As AMBA shows that it has gotten past the worst of this cycle, I believe the market will continue to put more attention on future growth, thereby supporting the current elevated (vs. historical average) valuation multiple. I assume AMBA will continue trading at 8.4x forward revenue, which translates to a share price of $71.
Risk
AMBA could very well still be in a downcycle, which means AMBA could miss management’s 4Q23 guide. This will be very bad from a narrative standpoint, as I believe the market is already assuming AMBA will see growth acceleration from here.
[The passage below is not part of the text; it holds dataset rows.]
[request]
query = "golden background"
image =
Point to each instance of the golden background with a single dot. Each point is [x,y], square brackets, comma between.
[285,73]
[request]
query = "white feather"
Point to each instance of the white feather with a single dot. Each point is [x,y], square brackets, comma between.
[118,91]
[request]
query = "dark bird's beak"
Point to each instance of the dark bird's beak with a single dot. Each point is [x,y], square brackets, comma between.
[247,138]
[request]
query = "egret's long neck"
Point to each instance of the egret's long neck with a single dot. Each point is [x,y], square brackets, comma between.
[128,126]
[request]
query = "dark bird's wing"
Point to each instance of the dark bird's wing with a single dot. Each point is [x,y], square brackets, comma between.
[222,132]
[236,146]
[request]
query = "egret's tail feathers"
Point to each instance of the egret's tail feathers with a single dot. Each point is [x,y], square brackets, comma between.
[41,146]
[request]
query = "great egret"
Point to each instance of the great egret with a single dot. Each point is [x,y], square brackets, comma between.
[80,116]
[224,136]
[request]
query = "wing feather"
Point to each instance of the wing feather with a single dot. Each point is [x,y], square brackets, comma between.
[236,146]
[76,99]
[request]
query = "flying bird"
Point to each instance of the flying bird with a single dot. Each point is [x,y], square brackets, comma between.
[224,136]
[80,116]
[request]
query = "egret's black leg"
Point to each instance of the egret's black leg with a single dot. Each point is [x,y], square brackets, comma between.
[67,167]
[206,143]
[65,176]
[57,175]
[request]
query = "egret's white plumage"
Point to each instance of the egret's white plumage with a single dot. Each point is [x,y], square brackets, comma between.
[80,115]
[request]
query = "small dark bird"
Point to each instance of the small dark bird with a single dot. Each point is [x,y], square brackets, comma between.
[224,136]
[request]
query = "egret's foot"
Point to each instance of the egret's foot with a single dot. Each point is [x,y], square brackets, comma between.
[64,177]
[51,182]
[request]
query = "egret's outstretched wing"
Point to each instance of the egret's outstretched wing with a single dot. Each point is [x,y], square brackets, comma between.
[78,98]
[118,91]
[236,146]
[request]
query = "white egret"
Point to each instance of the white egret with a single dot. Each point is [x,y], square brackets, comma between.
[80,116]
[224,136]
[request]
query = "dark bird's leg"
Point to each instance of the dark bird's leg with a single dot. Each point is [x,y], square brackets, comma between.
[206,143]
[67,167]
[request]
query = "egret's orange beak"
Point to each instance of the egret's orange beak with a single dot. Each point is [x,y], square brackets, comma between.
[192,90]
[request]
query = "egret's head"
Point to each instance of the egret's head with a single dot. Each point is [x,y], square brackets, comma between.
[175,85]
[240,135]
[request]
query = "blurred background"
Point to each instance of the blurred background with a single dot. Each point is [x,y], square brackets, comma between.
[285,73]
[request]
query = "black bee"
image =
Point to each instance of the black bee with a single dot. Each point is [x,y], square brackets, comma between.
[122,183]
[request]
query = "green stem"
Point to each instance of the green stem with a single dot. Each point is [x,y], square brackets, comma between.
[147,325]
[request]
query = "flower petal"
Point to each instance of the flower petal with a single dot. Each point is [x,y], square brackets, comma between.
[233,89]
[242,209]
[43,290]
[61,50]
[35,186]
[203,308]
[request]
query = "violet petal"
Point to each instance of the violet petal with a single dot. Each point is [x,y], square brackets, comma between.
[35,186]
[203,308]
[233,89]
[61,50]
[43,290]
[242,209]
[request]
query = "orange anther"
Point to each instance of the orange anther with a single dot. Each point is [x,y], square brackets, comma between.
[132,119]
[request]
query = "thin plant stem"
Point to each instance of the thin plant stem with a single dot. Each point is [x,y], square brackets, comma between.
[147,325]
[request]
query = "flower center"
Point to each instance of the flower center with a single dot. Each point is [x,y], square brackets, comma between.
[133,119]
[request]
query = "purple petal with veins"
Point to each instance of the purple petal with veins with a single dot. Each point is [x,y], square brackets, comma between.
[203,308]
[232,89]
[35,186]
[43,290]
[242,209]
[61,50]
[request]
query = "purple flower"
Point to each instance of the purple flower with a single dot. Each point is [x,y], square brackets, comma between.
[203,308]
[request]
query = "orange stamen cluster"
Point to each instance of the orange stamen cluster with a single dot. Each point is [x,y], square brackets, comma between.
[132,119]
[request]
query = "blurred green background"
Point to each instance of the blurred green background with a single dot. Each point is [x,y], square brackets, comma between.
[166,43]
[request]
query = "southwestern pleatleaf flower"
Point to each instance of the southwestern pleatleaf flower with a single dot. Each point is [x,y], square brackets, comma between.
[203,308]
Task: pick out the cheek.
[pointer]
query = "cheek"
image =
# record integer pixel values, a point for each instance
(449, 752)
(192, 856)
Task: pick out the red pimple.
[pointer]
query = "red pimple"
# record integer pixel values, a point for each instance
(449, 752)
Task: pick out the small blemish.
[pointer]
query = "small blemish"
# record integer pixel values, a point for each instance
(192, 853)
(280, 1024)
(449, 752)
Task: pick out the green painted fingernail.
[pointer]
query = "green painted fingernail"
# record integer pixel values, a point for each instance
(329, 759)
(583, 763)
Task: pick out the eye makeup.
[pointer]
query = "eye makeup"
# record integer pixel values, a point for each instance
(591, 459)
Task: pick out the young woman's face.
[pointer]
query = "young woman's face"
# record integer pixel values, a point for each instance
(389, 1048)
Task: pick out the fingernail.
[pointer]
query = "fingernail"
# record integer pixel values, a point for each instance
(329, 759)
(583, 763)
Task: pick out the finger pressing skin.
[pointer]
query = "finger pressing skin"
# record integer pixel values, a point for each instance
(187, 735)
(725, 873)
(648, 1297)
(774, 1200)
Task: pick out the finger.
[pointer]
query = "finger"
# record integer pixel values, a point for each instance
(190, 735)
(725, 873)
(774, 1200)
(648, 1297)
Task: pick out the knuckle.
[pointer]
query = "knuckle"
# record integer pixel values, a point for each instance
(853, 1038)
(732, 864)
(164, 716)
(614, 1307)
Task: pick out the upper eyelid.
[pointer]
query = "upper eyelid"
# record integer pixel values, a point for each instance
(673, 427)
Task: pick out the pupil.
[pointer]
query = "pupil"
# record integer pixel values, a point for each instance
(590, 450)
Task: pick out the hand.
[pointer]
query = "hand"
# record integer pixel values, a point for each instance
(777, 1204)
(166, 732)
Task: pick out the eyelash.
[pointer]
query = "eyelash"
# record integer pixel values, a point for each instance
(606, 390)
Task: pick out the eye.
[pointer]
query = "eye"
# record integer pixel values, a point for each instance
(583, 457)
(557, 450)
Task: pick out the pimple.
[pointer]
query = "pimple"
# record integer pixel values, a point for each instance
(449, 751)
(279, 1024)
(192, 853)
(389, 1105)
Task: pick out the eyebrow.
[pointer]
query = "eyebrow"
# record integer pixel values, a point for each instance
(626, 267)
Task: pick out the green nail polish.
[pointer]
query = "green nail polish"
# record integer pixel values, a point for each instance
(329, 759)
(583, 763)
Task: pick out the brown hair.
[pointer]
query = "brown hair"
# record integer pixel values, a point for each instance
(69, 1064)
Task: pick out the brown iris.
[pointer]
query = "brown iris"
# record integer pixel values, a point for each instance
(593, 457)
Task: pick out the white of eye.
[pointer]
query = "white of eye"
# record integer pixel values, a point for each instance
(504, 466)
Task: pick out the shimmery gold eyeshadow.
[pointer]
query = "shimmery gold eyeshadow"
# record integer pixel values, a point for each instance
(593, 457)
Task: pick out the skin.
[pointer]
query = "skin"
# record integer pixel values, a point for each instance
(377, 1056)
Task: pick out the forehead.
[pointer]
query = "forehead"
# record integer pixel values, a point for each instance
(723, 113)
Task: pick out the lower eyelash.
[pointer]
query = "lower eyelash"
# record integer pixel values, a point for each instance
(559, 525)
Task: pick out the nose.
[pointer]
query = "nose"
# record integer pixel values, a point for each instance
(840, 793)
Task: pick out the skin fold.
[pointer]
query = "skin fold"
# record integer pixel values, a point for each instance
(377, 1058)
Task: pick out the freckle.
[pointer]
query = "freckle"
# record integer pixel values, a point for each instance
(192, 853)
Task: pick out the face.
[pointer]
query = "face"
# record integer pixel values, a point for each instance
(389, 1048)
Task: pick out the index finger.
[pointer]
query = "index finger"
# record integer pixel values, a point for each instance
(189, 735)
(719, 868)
If growth continues to be negative, firstly, the market will re-rate AMBA’s valuation down, and consensus will adjust their revenue expectations downward as well. A combination of both will send the share price diving.
Conclusion
I am upgrading my rating for AMBA from hold to buy. The positive development in inventories and guidance for 4Q23 hint at a potential turnaround. AMBA long-term (6 years funnel) pipeline also showed positive growth of $100 million, further cementing the possibility of a turnaround. Importantly, the $2.4 billion funnel implies strong growth potential ahead as it is back-end weighted. AMBA focus on the low-power edge applications have seen success and I expect it to drive more demand due to the strong value propositions (lower power consumption and time-to-market).